🧬 Chain-Of-Thought(COT)
What Is Chain of Thought Prompting?
Consider one’s own thought process when solving a complicated reasoning task such as a multi-step math word problem. It is typical to decompose the problem into intermediate steps and solve each before giving the final answer.Based on this idea, [Wei et al., 2022a] try to prompt the large language models to generate a chain of thought , rather than just giving the answer directly,when solving a reasoning-heavy problem.
Specificly,a chain of thought(CoT) is a series of intermediate natural language
reasoning steps that lead to the final output, and this approach is named as chain-of-thought prompting(CoT Prompting).
What Are the Manifestations of CoT Prompting?
In order to prompt the LLMs to complete the generation of reasoning chains before giving the final answer,some methods have already been explored and proven to be effective. The pioneering work is few-shot CoT prompting([Wei et al., 2022a]),in which we need to provide examples with chain of thoughts ahead of the final answer(triples: < input, chain of thought, output>).

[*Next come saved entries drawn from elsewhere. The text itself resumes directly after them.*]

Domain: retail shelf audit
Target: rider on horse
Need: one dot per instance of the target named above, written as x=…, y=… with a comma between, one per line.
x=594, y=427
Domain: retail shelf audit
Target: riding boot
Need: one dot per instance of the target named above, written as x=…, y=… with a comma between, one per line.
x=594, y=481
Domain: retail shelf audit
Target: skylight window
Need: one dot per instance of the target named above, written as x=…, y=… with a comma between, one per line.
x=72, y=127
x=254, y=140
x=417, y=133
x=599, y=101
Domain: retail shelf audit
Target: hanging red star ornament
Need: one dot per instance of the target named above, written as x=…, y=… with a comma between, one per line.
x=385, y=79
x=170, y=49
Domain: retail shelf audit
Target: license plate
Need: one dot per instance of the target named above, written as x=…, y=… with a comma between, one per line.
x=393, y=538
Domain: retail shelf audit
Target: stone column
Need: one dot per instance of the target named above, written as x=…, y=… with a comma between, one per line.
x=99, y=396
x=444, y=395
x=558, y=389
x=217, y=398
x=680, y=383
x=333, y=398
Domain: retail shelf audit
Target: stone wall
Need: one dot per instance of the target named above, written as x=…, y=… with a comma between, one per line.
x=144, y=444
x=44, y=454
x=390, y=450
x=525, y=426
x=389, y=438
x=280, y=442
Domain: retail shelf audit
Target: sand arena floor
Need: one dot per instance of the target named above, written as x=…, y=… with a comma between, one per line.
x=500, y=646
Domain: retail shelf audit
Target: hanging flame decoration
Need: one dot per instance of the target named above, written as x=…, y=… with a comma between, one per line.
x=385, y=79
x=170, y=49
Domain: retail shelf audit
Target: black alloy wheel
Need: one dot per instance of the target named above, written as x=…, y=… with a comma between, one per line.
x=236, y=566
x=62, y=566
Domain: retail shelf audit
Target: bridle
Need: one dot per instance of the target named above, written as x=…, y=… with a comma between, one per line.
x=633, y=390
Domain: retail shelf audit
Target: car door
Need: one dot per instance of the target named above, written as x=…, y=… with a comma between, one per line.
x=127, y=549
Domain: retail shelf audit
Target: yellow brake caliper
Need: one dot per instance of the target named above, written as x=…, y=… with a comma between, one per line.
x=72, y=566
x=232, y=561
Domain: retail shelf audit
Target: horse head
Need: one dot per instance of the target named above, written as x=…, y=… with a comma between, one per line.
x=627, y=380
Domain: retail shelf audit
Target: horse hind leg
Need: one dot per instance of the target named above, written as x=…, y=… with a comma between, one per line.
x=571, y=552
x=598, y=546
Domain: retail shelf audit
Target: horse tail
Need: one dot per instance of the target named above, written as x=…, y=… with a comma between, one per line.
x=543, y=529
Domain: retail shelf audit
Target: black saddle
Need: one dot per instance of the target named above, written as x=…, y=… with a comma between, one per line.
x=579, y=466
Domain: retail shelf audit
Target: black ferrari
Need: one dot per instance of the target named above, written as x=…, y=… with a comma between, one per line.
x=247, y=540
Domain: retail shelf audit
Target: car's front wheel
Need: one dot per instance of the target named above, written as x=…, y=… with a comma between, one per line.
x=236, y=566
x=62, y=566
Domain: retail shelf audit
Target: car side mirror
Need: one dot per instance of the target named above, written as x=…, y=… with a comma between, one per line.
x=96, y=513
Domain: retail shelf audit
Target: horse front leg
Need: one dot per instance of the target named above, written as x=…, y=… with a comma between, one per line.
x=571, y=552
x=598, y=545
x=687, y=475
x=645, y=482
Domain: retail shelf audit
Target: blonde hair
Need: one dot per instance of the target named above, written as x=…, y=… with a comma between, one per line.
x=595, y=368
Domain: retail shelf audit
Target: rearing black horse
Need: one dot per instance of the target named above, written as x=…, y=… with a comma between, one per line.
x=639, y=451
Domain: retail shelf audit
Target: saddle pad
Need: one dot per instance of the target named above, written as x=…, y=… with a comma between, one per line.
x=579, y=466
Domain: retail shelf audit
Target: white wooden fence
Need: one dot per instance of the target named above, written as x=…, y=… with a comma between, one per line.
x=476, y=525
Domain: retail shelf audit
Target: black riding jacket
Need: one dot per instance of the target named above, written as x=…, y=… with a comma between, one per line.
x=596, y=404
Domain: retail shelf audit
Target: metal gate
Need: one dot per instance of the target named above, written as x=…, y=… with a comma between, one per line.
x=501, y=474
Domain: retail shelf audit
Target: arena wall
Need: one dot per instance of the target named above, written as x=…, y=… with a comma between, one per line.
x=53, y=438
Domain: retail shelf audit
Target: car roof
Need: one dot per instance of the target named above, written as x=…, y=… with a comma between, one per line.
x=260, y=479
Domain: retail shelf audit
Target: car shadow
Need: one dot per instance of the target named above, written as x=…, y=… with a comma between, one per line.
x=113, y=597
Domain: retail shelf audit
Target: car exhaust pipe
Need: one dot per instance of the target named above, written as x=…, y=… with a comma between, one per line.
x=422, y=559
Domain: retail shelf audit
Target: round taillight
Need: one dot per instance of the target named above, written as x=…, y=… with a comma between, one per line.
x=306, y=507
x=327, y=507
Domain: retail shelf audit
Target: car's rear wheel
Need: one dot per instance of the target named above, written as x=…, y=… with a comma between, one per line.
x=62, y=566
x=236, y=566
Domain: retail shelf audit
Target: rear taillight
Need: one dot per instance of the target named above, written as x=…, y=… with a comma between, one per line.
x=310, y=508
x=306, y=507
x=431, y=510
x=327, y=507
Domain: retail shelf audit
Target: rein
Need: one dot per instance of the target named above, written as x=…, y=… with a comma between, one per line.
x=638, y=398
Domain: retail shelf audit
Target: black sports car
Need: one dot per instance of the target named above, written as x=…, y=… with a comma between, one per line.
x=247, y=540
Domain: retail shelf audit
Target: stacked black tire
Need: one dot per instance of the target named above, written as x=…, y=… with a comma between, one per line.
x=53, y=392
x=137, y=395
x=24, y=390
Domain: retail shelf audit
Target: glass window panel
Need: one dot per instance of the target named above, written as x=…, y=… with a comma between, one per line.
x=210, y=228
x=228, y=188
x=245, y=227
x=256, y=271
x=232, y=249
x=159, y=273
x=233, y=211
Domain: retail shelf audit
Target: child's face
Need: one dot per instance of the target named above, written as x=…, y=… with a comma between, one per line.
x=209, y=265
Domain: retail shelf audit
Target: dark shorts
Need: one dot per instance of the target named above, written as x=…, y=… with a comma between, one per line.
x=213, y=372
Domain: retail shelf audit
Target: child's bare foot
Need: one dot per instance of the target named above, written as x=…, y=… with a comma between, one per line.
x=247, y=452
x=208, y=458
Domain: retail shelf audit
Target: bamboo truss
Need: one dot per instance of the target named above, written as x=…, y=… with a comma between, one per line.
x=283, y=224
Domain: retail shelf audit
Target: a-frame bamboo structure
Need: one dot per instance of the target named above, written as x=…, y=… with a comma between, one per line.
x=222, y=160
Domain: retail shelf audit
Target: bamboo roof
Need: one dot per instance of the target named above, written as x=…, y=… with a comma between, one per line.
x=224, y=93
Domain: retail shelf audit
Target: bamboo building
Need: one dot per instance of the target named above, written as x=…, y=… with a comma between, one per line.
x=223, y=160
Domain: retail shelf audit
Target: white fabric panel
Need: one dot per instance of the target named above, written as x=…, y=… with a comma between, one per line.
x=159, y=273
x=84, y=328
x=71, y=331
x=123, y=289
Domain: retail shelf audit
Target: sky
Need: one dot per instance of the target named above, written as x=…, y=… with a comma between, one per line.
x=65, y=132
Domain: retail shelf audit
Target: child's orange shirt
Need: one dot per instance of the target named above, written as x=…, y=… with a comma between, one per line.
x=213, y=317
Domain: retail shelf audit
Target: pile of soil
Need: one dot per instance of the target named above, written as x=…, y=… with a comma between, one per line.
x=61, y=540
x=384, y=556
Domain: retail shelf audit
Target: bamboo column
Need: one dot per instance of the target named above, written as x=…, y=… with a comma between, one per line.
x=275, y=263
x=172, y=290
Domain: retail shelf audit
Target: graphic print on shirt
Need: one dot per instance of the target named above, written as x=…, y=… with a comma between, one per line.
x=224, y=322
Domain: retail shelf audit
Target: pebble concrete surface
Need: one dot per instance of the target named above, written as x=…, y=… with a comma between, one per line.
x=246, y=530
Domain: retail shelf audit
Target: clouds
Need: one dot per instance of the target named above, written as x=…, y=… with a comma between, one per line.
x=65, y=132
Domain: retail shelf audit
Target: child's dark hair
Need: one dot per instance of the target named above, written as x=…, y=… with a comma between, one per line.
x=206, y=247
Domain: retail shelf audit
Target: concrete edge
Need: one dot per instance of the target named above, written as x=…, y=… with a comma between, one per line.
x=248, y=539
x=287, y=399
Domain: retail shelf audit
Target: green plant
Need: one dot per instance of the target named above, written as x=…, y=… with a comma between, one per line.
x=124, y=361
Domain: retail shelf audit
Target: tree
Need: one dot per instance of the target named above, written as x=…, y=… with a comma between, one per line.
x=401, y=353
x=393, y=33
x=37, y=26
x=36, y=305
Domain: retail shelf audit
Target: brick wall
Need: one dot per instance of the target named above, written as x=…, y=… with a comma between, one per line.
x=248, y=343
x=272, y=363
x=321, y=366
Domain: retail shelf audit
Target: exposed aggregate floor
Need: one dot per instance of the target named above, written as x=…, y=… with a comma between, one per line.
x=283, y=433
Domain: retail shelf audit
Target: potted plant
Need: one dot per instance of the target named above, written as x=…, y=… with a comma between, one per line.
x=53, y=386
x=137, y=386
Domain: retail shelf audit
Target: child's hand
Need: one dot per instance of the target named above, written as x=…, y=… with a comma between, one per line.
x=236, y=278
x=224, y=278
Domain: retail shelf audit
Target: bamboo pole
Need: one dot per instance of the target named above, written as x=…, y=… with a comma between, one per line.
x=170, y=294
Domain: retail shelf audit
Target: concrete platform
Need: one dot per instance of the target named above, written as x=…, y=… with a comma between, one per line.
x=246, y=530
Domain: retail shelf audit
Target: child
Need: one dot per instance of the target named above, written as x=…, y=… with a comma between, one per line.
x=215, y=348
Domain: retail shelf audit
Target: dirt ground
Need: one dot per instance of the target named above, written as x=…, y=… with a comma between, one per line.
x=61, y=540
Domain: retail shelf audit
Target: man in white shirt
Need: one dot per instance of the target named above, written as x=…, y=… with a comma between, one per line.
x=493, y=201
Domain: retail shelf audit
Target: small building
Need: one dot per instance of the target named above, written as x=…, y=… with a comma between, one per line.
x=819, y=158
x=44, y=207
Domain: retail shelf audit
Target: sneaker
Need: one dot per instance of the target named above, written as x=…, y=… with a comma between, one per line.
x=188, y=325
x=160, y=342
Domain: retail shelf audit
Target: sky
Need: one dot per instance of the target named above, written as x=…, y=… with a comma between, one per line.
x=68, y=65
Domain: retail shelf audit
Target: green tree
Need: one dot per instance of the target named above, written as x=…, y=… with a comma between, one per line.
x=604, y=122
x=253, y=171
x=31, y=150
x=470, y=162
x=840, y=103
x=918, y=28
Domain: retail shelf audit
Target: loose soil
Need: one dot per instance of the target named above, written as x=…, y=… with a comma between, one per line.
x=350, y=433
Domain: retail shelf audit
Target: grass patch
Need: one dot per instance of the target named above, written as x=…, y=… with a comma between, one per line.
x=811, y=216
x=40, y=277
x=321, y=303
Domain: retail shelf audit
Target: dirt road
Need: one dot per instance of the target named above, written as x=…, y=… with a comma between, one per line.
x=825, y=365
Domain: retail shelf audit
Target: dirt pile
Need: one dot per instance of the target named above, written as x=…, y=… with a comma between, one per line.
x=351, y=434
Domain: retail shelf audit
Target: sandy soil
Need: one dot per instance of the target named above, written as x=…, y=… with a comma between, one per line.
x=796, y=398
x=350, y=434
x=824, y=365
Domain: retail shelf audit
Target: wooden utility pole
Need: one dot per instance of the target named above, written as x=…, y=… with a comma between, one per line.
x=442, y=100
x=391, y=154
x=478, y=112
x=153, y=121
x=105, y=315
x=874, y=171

Considering the high labor cost of manually constructing examples, some people are beginning to explore using non-manual methods to build examples. Among them, the most excellent methods are Auto-CoT([Zhang et al., 2022] ), Automate-CoT([Shum, et al., 2023]) and so on.
Another approach is to optimize prompts, without providing examples, and encourage the model to generate a chain of thought only through prompts, representative work is zero-shot CoT prompting([Kojima et al.,2022]).
There are also some other methods that utilize other algorithms, such as bootstrapping, reinforcement learning, etc., and have made many improvements on the basis of the initial CoT prompting method.
The ideas and specific details of the above-mentioned methods will be described in detail in subsequent chapters.
How to Design Innovative CoT Prompting?
If you are interested in CoT prompting and willing to research and propose your own innovative methods, you can start from the following aspects:
- Prompt itself design & prompting workflow & both
- Demonstrations selection method
- Post process of prompting results
- Combining with algorithms and ideas in other fields
Firstly, you can research and modify the prompt itself to achieve better results based on existing paradigms, or propose new paradigms. In addition, the quality of example selection in prompt greatly affects the quality of the final inference result. You may need to research new methods for selecting examples, such as increasing the diversity of examples, in order to improve inference performance
Finally,the post-processing of the prompting results is also worth considering after the interaction with LLMs. For example, multiple reasonging paths(CoT with answer) can be sampled and the answer with the most occurrences can be selected as the final answer. Alternatively, it is possible to consider using algorithms from other fields in this study, which may have unexpected effects.